Де Марья все еще писал, когда послышался стук в дверь. Начальник полиции убрал в карман жилета исписанный листок бумаги, а потом сказал:
— Войдите!
Это был один из его помощников.
— Они уже здесь, и оба безумно злы, как кошки с обожженными хвостами!
Де Марья быстро поднялся.
— Дугест и Броссар?
В город постоянно прибывали поселенцы, и из-за этого возникали огромные проблемы. На улице часто завязывались драки. Женщины оскорбляли друг друга при встречах, а дети продолжали ссоры взрослых. Администрации непрерывно приходилось заниматься размещением людей, потому что скученность служила причиной многочисленных конфликтов. Ярким примером тому были отношения между Жюлем Дуге-стом и Антуаном Броссаром и их семьями.
Дугесты приплыли из Руана на первом корабле, а Бросса-ры прибыли на последней лодке и были вынуждены делить крохотную сараюшку. Места там было мало, а семьи большие, и первые нарушения приличий начались уже через два дня. Воцарилась ненависть, посыпались угрозы и оскорбления. Главы семейства часто устраивали потасовки, хотя люди видели, что там было больше шума и криков, чем физических побоев. Отношения обострились после того, как было решено сселить оба семейства, и вся община разделилась на союзников Дугеста и тех, кто был на стороне Броссара.
— Да, мсье, — помощник покачал головой. — Сначала я решил, что нас ждут неприятности. У Броссала был нож, и он заявил, что не желает находиться под одной крышей с Дугестом.

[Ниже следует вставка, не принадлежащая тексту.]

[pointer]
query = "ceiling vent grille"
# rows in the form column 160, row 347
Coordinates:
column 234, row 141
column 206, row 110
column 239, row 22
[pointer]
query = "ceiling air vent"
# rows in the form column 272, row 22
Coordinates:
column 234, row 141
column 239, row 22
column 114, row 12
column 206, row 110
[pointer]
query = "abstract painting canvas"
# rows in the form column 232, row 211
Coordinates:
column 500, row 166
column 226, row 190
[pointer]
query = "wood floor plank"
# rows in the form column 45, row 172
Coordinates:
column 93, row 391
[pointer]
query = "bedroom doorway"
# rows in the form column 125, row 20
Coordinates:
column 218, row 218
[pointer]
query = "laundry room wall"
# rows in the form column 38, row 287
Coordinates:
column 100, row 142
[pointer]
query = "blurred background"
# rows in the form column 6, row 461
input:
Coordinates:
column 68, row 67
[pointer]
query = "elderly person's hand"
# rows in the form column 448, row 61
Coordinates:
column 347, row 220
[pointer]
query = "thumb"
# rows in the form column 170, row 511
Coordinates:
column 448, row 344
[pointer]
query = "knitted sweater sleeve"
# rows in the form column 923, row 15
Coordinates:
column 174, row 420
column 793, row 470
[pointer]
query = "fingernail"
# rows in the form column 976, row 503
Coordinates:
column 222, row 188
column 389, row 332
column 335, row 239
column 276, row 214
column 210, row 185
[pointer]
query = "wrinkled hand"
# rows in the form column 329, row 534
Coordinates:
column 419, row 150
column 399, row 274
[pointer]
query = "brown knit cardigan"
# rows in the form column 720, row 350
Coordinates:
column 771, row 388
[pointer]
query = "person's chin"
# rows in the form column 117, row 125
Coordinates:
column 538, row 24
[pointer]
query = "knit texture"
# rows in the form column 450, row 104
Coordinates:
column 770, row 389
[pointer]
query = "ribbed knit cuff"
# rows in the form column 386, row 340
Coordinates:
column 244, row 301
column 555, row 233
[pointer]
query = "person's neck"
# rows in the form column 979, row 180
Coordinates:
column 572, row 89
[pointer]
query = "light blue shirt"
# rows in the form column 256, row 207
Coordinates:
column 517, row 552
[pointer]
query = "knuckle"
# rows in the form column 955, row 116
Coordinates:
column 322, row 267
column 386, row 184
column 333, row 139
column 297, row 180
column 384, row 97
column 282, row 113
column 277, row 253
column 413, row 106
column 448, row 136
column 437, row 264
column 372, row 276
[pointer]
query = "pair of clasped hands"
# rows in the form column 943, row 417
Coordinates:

Я отобрал у него нож, сильно отругал обоих и повел их к вам. По улице за ними следовал народ. Наверно, более ста человек тащились за нами, когда мы шли по площади. Все остались на улице.
— Боюсь, все камеры заняты, — сказал де Бьенвилль.
Он открыл заднюю дверь и вошел в темный и узкий проход, с одной стороны которого находились те самые камеры, которые так не понравились англичанину. Они шли в два яруса — по пять камер в каждом. Все камеры были два фута высотой, два с половиной фута шириной и шесть футов в длину. Люди высокого роста не могли в них выпрямиться. Перед камерами были укреплены решетки. Камеры никак не вентилировались и стояла такая ужасающая вонь, что начальник полиции быстро прижал к лицу надушенный платок.
— Как я и думал, — сказал он, заметив бледные лица, глядящие на него сквозь решетку, — в каждой клетке сидит счастливая птичка. Фу! Здесь воняет, как в сортире рынка рабов или в лежбище диких зверей! Отвратительно!
Он стремительно возвратился к себе в кабинет и так сильно захлопнул за собой дверь, что дверная рама задрожала. Зеркало упало на пол и разлетелось на куски. Начальник полиции возмущенно заметил:
— Господи, в каком месте может оказаться французский джентльмен!
Де Марья понимал, что его популярность, которую в колонии он завоевал красивыми костюмами и прекрасными манерами, начала испаряться из-за того, что он стал энергично насаждать законы. И молодой человек решил, что пришло время потешить поселение спектаклем.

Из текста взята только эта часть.